Saturday, August 1, 2009

NSW Probate Registry and Unpaid Bills

Most files for deceased estates in NSW are handled by solicitors, while around 10% are handled by NSW Trustee and Guardian (formerly Public Trustee NSW).

Once an estate has been administered by a private executor, the last duty is to submit to the Probate Registry of the NSW Supreme Court a statement of receipts and disbursements. Basically a statement of account is prepared like an affidavit where the executor reports on how the deceased's assets were collected, all outstanding claims were paid, and the remaining funds distributed to beneficiaries under the terms of the Will.

As this work is done an executor may be entitled to a disbursement for work undertaken.

It is understood that there is one person employed on a part-time basis at the Probate Registry who handles the disbursement to the legal representative of an executor. It is further understood that there is a twelve-month back-log of payments to be made.

How could the Attorney General Mr John Hatzistergos allow such a lamentable state of affairs to develop at the Court? Why is the Probate Registry under-resourced? What decisions have been made by the Director General Mr Laurie Glanfield that has resulted in unfilled jobs, under-staffing, and too much work expected to be undertaken by so few.
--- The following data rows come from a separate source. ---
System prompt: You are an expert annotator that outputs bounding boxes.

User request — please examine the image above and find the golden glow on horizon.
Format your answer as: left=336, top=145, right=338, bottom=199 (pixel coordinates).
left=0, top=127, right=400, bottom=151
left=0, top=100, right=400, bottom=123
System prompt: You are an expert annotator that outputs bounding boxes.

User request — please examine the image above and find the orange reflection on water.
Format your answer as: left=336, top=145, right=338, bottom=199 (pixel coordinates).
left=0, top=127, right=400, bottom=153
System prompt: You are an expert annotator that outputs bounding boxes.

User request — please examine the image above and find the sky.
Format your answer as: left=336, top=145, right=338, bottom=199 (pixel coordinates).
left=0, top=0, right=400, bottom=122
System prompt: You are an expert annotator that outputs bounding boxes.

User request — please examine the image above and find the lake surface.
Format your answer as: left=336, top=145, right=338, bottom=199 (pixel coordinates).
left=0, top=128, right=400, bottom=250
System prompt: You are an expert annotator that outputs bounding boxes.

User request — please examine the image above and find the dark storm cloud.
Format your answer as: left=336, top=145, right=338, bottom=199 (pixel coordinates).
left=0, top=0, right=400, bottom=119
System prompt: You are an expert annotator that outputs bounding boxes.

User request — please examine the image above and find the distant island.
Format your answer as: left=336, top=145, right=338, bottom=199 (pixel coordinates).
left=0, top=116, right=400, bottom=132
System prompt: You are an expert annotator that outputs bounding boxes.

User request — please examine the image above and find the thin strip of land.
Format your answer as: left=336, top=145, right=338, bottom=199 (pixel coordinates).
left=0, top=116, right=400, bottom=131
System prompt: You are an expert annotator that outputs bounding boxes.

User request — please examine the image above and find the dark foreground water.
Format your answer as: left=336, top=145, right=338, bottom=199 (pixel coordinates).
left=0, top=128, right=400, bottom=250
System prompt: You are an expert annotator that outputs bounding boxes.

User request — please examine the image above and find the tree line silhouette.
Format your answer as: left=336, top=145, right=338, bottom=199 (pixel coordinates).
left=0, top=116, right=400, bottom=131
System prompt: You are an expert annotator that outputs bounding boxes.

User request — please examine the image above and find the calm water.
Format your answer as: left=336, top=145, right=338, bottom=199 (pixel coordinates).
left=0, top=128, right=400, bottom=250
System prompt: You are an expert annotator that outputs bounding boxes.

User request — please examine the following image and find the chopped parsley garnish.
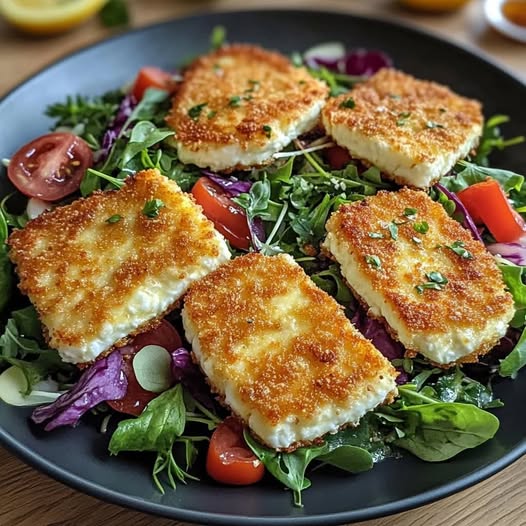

This is not exactly a Churchillian situation: "Never in the field of human conflict was so much owed by so many to so few."

Yet it seems that we must say: "Never in the NSW public sector was so much expected of so few by bureaucrats who do not have to work on the coal-face serving the public."

1 comment:

  1. I suppose most people might think this is small scale stuff when compared to the budgetary mess in NSW hospitals.

    Nevertheless, it is all part of the cumulative evidence: the NSW Labor Government passed its "use-by-date" a long time ago. Like stale milk it needs to be poured down the drain.

    The leadership - if such a word can be used with any significant grammatical force - of the Attorney General's Department needs to undergo cultural change itself. Not the faddish corporate jargon of consultancy: just pure and simple clearing out of persons at the top who have by their policies and actions classified themselves among the incompetent.